Your Cell Phone Location Data Can Easily End Up In The Hands Of Criminals And Hackers

Smartphones like the iPhone and Android constantly track a user’s location, and this data is critical for using Google Maps as well as ride sharing apps like Uber and Lyft. Unfortunately, this location data is accessible to cell phone carriers, and apparently from there this data can end up in the hands of 3rd parties like law enforcement, debt collectors, bounty hunters, hackers, and criminals.

Law enforcement can legally use a warrant to obtain a user’s location data, which is already a bad enough breach of privacy. However, in at least one incident T-Mobile did not fully verify a person who claimed to be a U.S. Marshall looking for a fugitive who stole a car. This person ended up being a debt collector, and a criminal since they were impersonating an officer. The debt collector then had full access to the location data of a lady who was behind on her car payments after her husband’s death.

Via an easy to use Google Maps interface provided by T-Mobile, the debt collector found the lady’s house and was knocking on her door in the middle of the night, as well as sitting on her porch. The lady was fearful since her husband had been murdered, and she thought this debt collector sitting on the porch at random times might be connected with the murder. The debt collector also showed up at the lady’s work and harassed her.

As the fear increased, the lady sent her teenage daughter 10 hours away to grandma’s house, and ultimately ended up turning the car in to the dealership and moved away to another neighborhood.

Essentially, this is a case where someone’s life was totally uprooted due to T-Mobile failing to verify the identity of a debt collector who was impersonating a law enforcement officer. And this is just one example of many of how location data can be misused.

Apparently the bail bonds industry, which employs bounty hunters to track down people who are trying to run away after bonding out of jail and skipping court, is a major reason as to why location data is being leaked. Bounty hunters commonly have access to location data, making their job far easier.

A website called Microbilt offered location verification of any cell phone number for $5, and real-time tracking for $13. This location data can then be accessed by literally anyone with a little money, including bail bondsmen, debt collectors, stalkers, criminals, and hackers. It is clear how this compromises the privacy of all smart phone users, and can cause life threatening situations.

Microbilt is not the only company which sells user’s location data. Securus is a company that intended to sell location data to law enforcement officers without a warrant. Aside from revealing that law enforcement can track someone’s location data without a warrant, which may be illegal, Securus was hacked and the location data was leaked, allowing any criminal to obtain the data. Even worse, Securus was easy to hack, and anyone with a little computer knowledge could have done it.

In summary, smartphone location data is critical to the function of apps like Google Maps and Uber, but this is a double-edged sword since the location data is then collected by cell phone carriers and 3rd party firms, and this data can apparently end up in the hands of anyone who can pay. Essentially, an entire economy has sprung up for this since location data can be sold for money, to anyone willing to pay like bounty hunters and criminals. Further, the Securus incident proves that firms which are selling smartphone data do not properly encrypt the data, making it easy for hackers to obtain the data, from which point the data can end up in the hands of anyone. Even the cell phone carriers can easily be tricked into giving the location data to anyone.

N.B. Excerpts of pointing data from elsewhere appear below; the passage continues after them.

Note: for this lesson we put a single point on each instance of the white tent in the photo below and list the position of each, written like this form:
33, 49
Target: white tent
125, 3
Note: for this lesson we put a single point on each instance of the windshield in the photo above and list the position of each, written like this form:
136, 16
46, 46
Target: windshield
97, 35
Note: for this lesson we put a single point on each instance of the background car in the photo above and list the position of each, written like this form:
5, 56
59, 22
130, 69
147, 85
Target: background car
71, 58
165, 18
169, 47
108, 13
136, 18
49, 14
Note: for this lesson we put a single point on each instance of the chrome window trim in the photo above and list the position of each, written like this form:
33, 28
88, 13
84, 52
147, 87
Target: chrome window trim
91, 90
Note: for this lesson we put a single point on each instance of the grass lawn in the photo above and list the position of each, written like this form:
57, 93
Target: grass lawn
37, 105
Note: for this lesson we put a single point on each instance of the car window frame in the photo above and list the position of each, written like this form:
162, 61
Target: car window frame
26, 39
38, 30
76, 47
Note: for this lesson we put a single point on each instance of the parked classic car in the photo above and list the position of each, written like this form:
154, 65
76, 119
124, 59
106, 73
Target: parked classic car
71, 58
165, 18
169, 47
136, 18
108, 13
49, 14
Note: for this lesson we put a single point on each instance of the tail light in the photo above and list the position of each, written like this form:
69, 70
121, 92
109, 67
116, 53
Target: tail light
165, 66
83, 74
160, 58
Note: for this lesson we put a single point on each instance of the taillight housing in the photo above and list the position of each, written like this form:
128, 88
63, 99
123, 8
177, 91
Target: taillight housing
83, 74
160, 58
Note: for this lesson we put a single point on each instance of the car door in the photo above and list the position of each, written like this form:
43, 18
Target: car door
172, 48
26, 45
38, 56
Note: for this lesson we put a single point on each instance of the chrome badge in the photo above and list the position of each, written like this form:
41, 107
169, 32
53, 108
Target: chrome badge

In order to have privacy and protect your life it is therefore critical for you to turn off your location data. Many apps on a phone also collect location data, even apps that really do not need such data, so it is important to go through the settings of every app and turn off location data in all of them. This is perhaps a difficult situation, since turning off location data ruins the functionality of Google Maps and ridesharing apps like Uber and Lyft. At the least, smartphone users should turn off location data for all the apps that don’t really need location data, since such apps may be selling the location data to 3rd party firms.